Podemos y debemos atacar las causas materiales que generan esas desigualdades. Lo que no podemos ni debemos hacer, bajo ningún concepto, es minar la confianza en la herramienta más potente que tienen para superarlas. Es cruel y es irresponsable hacerlo en el país que lidera las tasas de abandono escolar de la Unión Europea desde que hay estadísticas. En el último barómetro de Eurostat, España ocupa el primer puesto para ambos sexos, con una tasa de 17.3%, cuando la media de la UE-27 está en 10.2%. De estos pésimos datos podemos sacar algo de información que ayude a enfocar nuestros esfuerzos: los hombres tienen una tasa del 21.4% -la media de la UE-27 está en el 11.9%- y las mujeres del 13% -la media de la UE-27 está 8.4%-. Hay una brecha, otra, y es peligrosamente grande, significa que aunque las mujeres van mejorando, los hombres se descuelgan.
La fuerza del carácter
Junto a los estudios que prueban que el estrés debido a las dificultades familiares y económicas compromete las funciones ejecutivas, encontramos los que demuestran que la fortaleza del carácter ayuda a nivelar el campo de juego. El carácter no es una característica completamente innata, pero tampoco se elige: se educa. Se forma en casa, en el colegio, en el equipo deportivo, en la comunidad religiosa a la que se pertenezca o en la asociación municipal.
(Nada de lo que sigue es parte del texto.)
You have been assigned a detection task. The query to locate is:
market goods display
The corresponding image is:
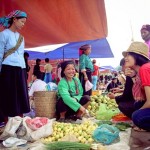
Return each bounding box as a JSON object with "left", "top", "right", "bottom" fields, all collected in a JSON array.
[
  {"left": 41, "top": 121, "right": 98, "bottom": 143},
  {"left": 46, "top": 141, "right": 91, "bottom": 150},
  {"left": 87, "top": 94, "right": 118, "bottom": 118}
]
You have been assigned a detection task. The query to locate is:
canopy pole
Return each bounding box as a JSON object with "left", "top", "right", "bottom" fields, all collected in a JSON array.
[{"left": 63, "top": 48, "right": 65, "bottom": 61}]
Son rasgos como “la meticulosidad, el coraje, la flexibilidad, la perseverancia y el optimismo”, en palabras de Tough, los que deberíamos trabajar. Esa es la ventaja que podemos dar a todos los niños a los que no hemos sido capaces de ayudar en sus hogares.
Si despreciamos el mérito como camino para aspirar a una sociedad mejor, estamos diciendo a todos aquellos que no nacieron ricos o en familias estructuradas y amorosas que no hay solución para ellos. Ya nada cambiará las condiciones de partida sobre las que no pudieron decidir.
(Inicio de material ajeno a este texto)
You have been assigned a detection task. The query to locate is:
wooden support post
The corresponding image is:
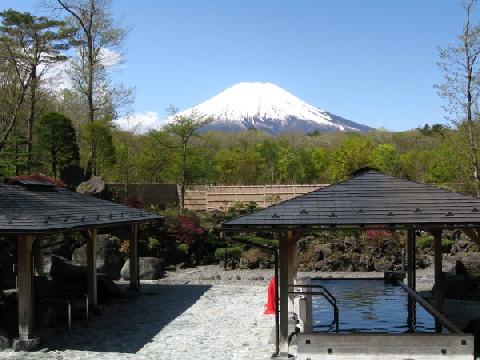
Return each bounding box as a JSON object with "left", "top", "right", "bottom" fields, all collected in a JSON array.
[
  {"left": 279, "top": 234, "right": 289, "bottom": 357},
  {"left": 87, "top": 229, "right": 97, "bottom": 308},
  {"left": 130, "top": 224, "right": 140, "bottom": 290},
  {"left": 407, "top": 229, "right": 416, "bottom": 331},
  {"left": 407, "top": 229, "right": 417, "bottom": 290},
  {"left": 13, "top": 235, "right": 39, "bottom": 351},
  {"left": 287, "top": 230, "right": 297, "bottom": 312},
  {"left": 33, "top": 237, "right": 45, "bottom": 276},
  {"left": 432, "top": 230, "right": 444, "bottom": 332}
]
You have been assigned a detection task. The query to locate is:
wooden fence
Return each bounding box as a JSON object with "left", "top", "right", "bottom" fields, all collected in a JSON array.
[
  {"left": 185, "top": 184, "right": 326, "bottom": 211},
  {"left": 107, "top": 183, "right": 326, "bottom": 211}
]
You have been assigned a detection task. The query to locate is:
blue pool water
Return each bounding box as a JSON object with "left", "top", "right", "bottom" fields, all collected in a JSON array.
[{"left": 312, "top": 279, "right": 435, "bottom": 333}]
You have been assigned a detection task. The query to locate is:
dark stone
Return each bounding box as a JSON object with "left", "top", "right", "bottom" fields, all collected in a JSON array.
[
  {"left": 465, "top": 319, "right": 480, "bottom": 355},
  {"left": 50, "top": 255, "right": 87, "bottom": 282},
  {"left": 0, "top": 255, "right": 16, "bottom": 289},
  {"left": 50, "top": 256, "right": 121, "bottom": 304},
  {"left": 72, "top": 234, "right": 125, "bottom": 280},
  {"left": 444, "top": 273, "right": 477, "bottom": 299},
  {"left": 0, "top": 329, "right": 10, "bottom": 350},
  {"left": 456, "top": 252, "right": 480, "bottom": 283},
  {"left": 121, "top": 257, "right": 165, "bottom": 280}
]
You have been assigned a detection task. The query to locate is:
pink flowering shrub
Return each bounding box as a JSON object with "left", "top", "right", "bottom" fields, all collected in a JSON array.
[{"left": 172, "top": 215, "right": 206, "bottom": 245}]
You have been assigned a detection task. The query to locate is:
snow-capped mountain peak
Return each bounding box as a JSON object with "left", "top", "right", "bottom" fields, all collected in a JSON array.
[{"left": 172, "top": 82, "right": 370, "bottom": 133}]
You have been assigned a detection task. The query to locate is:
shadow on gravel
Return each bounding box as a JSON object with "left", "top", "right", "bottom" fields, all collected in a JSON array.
[{"left": 45, "top": 284, "right": 211, "bottom": 354}]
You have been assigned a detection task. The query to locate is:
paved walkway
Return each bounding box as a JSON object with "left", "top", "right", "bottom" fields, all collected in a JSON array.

Una sociedad que identifica esfuerzo y éxito es tan estúpida como la que niega la relación.
Vivimos en un mundo globalizado y el mercado de las ideas también lo es, pero los problemas no son exportables sin más. Nuestra brecha de abandono escolar, por ejemplo, no lo es. Rumanía y Bulgaria tienen la brecha contraria. Sus soluciones deberían ir más orientadas a evitar el descuelgue educativo femenino. Sin embargo parece que el problema de meritocracia averiada que afecta a las universidades de élite norteamericanas y plantea Sandel, puede trasladarse a España sin más.
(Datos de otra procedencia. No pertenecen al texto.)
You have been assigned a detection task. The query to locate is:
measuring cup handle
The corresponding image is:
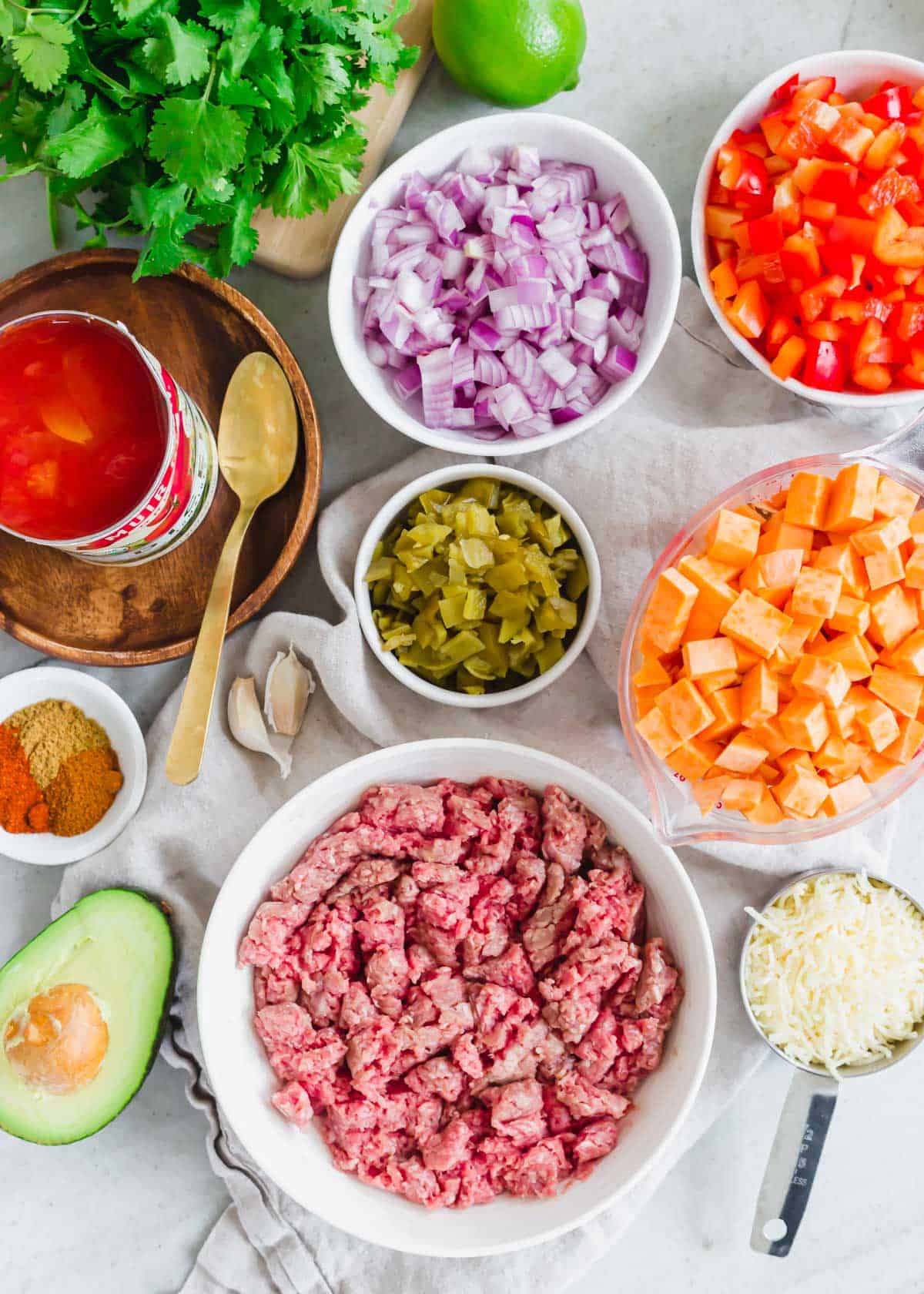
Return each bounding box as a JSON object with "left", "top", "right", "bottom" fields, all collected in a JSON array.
[
  {"left": 865, "top": 406, "right": 924, "bottom": 476},
  {"left": 751, "top": 1070, "right": 840, "bottom": 1258}
]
Es famosa la historia del matemático y meteorólogo Edward Norton Lorenz. Se le conoce entre otras cosas por desarrollar la teoría del caos: una mariposa bate alas en Brasil y provoca un tornado en Texas. El modelo matemático creado para predecir el tiempo atmosférico a dos meses vista era radicalmente distinto cuando variaba algún decimal en los parámetros introducidos. Cuenta el propio Lorenz que esos decimales cambiaron su forma de ver la vida y los límites del ser humano para ejercer algún control sobre los sucesos; para vivir con certezas.
Construir una sociedad
No podemos garantizar que el coraje, la perseverancia y el optimismo nos proporcionen éxito en la vida. La existencia humana, como el tiempo atmosférico, depende de innumerables factores que se modifican unos a otros y no podemos controlar. Pero hay algo que sí sabemos: ningún triunfo sostenible se produce sin esfuerzo, constancia y optimismo. La alternativa es el fatalismo religioso o el reinado del nepotismo.
No hay nada más real que creer y trabajar para lograr el éxito merecido. Desear que ese tipo de personas ocupen posiciones desde las que puedan ayudar a construir una sociedad más justa no es populismo, es ilustración y amor a nuestros semejantes.